However, the phenomenon is hard to detect conclusively in real-world experiments and is still, more than 50 years on, not well understood. One reason for Anderson localisation being hard to spot experimentally is that the absence of diffusion can also be caused by entirely different mechanisms. The twin peak signal could provide a distinctive signature, and potentially applies to many different systems.

Atoms cooled to near absolute zero show collective wave-like behaviour — known as Bose-Einstein condensation — and the propagation of these quantum matter waves is also influenced by disorder. For an earlier paper, team-members Tomasz Karpiuk, Benoît Grémaud, Cord Müller and Christian Miniatura from CQT, with collaborator Nicolas Cherroret, performed detailed numerical and analytical calculations for a phenomenon known as "coherent back-scattering" (CBS), which heralds 'weak localisation', the precursor of Anderson localisation in a weakly disordered medium.
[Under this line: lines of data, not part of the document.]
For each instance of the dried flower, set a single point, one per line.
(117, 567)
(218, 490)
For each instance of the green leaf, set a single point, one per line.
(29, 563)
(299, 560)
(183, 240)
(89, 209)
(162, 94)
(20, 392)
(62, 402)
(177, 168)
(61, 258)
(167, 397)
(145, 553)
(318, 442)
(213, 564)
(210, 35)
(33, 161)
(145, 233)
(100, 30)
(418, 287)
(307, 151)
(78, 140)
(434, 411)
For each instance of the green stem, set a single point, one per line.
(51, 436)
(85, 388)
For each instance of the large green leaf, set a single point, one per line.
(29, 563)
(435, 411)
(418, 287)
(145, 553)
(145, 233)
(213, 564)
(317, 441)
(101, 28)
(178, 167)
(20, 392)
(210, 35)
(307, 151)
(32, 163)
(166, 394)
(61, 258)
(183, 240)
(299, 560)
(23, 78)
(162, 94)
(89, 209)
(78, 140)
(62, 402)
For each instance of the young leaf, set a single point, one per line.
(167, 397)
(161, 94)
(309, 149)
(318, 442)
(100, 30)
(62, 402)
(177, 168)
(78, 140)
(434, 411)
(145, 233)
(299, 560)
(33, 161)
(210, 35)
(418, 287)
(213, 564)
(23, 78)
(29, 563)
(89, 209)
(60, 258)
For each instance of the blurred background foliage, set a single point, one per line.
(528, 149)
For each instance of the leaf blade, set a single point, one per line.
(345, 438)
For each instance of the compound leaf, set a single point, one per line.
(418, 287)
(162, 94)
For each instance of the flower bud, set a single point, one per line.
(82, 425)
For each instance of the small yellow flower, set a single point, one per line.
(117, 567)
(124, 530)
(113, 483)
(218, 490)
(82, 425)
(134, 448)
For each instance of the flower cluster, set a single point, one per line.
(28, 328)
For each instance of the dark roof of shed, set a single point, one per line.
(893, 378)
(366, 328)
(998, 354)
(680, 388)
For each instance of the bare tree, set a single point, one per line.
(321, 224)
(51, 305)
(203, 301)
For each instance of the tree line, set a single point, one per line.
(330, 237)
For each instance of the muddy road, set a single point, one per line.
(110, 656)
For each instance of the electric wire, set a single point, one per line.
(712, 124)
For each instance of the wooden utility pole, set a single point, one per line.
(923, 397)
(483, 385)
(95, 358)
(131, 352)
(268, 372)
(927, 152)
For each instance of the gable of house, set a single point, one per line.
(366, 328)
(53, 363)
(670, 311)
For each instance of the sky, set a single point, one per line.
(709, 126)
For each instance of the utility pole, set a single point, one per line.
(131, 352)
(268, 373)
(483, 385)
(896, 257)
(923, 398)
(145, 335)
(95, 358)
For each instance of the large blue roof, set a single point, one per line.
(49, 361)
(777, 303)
It has been known for a long time that interference enhances the probability that a travelling wave will be scattered backwards, giving rise to a single coherent back-scattering (CBS) peak. CBS signals are routinely used to measure the phase coherence of waves as vastly different as electronic, electromagnetic, acoustic and seismic. The teams' ideas about how a CBS peak in the velocity distribution of cold atoms could be measured were published in Physical Review A.

Experiments carried out since at Institut d'Optique in Palaiseau, France, have borne out the predictions, as described in a recent paper highlighted in Physical Review Letters. "The proposed experiment was brilliantly realised by our colleagues from Palaiseau, and the data are just beautiful," says Cord.

The team has strong connections with France. Benoît and Christian are both researchers with the French national research organisation CNRS, who hold joint appointments in Singapore thanks to the creation in 2011 of an "International Associated Laboratory", the LIA FSQL, with CNRS and affiliated organisations. The LIA also supports Tomasz and new team member CQTian Lee Kean Loon, who joined the group to continue the research.

Extending the numerical simulations from the first paper to longer times and stronger disorder, the team discovered an unexpected second signal. On entering the strong localisation regime, a coherent forward scattering (CFS) signal appears and complements the CBS signal. Intuitively, the CFS peak in the wave's velocity distribution appears because net transport has to stop when Anderson localisation sets in. Enhanced back-scattering must therefore be compensated by an equal amount of enhanced forward-scattering. The team proposes a detailed theoretical explanation that is based on the interference already responsible for CBS. This explanation highlights the role of the so-called Heisenberg time scale associated with the localisation volume.

The quick experimental observation of CBS with cold atoms makes the team confident that their new prediction will soon be tested with cold atoms. Also, experimentalists working with laser light that is scattered by strongly disordered media have expressed interest in this prediction and will try to search for the double-peak signal. The twin peak signal promises to provide new insights into how waves move when they localise.